Consumer Reports recently discovered “concerning levels” of heavy metals in kids’ fruit juices, including arsenic, cadmium, and lead. If consumed over a long period of time, these juices can be extremely dangerous to both adults and children. A study tested 45 juices nationwide, which included grape, apple, pear, and fruit blends. Heavy metals were found in more than half of them.

Metals found naturally occurring in foods or drinks is completely normal, but elevated levels of them can pose a serious health risk. Unfortunately, some of the most popular brands of kids’ fruit juices were also some of the most impacted. James Dickerson, Ph.D., explains that “drinking just 4 ounces a day—or half a cup—is enough to raise concern.”
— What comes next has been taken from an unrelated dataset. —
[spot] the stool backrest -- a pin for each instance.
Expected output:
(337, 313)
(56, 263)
Chairperson of the American Academy of Pediatrics Council Jennifer Lowry, M.D., tells Consumer Reports that at least 74 percent of children have a helping of fruit juice daily, meaning that these high levels of heavy metals may have some detrimental long-term effects during their developmental years.
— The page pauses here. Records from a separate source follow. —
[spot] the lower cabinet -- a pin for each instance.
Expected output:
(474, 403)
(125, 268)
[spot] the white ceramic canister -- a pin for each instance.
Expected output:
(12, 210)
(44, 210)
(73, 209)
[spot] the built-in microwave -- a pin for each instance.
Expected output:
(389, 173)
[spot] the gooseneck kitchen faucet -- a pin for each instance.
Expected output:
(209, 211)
Dickerson, Ph.D., additionally explains that “heavy metals are things that can cause a variety of ailments in children and adults—everything from neurological issues to cancer. We certainly want to ensure that the industry continues to do a better job to reduce the presence of these in the products that we buy.”

The brands affected by the alarming levels of heavy metals include the following:

Whole Food’s 365 Everyday Value
Juicy Juice
Honest Kids
Minute Maid
Welch’s
Gerber
Walmart’s Great Value
Gold Emblem
Mott’s
Trader Joe’s Organic Juice
R.W. Knudsen Organic Juice
Trader Joe’s Joe’s Kids

The FDA has officially responded to the discovery of these heavy metals found in kids’ juices and provided the following statement:

“We know there is more work to be done to reduce these elements in our food supply, and we place a high priority on reducing exposure among infants and children, as the very young are more susceptible to their potential adverse health effects. We welcome the data provided by Consumer Reports and will review it in its entirety as part of our larger, comprehensive effort to reduce toxic element exposure.

“The findings of Consumer Reports underscore the progress that has been made in reducing the amounts of these elements in fruit juices over the past several years. We are encouraged by this progress and believe that FDA oversight and industry responsiveness will continue to drive innovation leading to reductions in exposure.”